11.20.2014

Lakers' Break Takes Flight

 

6/3/1984

INGLEWOOD, Calif. -- After Sunday's supersonic 137-104 victory over the Boston Celtics, the Los Angeles Lakers might want to consider a move to Edwards Air Force Base.

Life there among the jet fighters might more befit the fast-breaking Lakers than the Forum, where they soared to victory in Game 3 of the NBA championship series, taking a 2-1 lead in the best-of-seven series. Game 4 will be played here Wednesday (9 p.m., Chs. 4, 34).



The Lakers' Magic Johnson set a title-series record by dealing 21 assists en route to his first triple-double outing (he also had 11 rebounds and 14 points) of this series.

The Lakers had loads of the right stuff in their championship-series-record 47-point third quarter, which was more points than Boston scored in the entire first half (46).

The Lakers ran the break an astounding 51 times and cashed in with points 37 times (72.5 percent efficiency) and otherwise became a purple-and-gold blur as a sellout crowd of 17,505 watched and cheered.

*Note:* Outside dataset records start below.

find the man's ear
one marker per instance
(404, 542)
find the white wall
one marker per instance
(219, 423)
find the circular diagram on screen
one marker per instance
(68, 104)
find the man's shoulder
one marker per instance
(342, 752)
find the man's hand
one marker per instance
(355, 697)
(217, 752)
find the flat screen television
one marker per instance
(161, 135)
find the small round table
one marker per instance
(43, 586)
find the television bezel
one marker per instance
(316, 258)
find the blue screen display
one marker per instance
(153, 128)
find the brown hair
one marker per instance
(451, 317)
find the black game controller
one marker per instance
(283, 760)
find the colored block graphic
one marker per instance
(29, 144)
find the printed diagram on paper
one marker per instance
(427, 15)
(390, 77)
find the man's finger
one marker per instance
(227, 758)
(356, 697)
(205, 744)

Kareem Abdul-Jabbar, who limited Boston center Robert Parish to nine points, scored 24 himself. Kurt Rambis, who held Cedric Maxwell to nine, hit a playoff-high 17 points on seven-for-seven shooting. Bob McAdoo added 21 off the bench while seven Lakers scored in double figures.

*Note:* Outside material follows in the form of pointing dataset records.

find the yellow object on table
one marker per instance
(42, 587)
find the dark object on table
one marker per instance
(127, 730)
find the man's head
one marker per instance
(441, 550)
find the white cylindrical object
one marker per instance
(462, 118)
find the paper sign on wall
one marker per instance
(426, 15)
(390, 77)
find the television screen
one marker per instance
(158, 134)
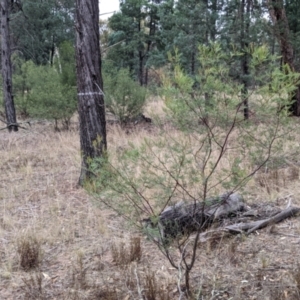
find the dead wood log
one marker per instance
(259, 224)
(182, 219)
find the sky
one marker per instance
(108, 6)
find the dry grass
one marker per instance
(56, 244)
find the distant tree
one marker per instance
(135, 30)
(89, 85)
(39, 27)
(282, 33)
(7, 68)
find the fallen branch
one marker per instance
(255, 225)
(184, 219)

Meanwhile, the poor-shooting Celtics (they hit only 39.6 percent of their shots), put only four players in double figures, led by Larry Bird's game-high 30. The loss was Boston's worst ever in a title series.

In short, the Lakers were fighting with jets and missiles while the Celtics were burdened with ill-firing popguns.

"It's the greatest feeling when that happens, because you feel like you can't be stopped," said Johnson, reflecting on his team's fast break. "It was just great.

"It's a feeling that you have that makes you feel so good, and it happens so quick. When we're going like this, there's nothing to defense us. If we can make them turn it over or make them take a shot they don't want to take, we're gone."

And that was all the strategy there was to this one.

"They just kept pushing the ball down our throats," moaned Bird.

"They just came back in waves," said Parish.

"It was very humbling," said Maxwell.

Reversing the pattern on the boards set during Games 1 and 2, the Lakers this time buried the Celtics in rebounding, grabbing 63 to Boston's 44.

That, coupled with 13 Boston turnovers that led to 15 Laker points, keyed a fast break that was devastating.

The Lakers ran out to an 18-4 lead in the first quarter and then withstood a 36-17 comeback run by Boston in the second by reeling off 18 straight points en route to a 53-40 lead with just over two minutes to go in the first half.

They entered the third period on top by 57-46.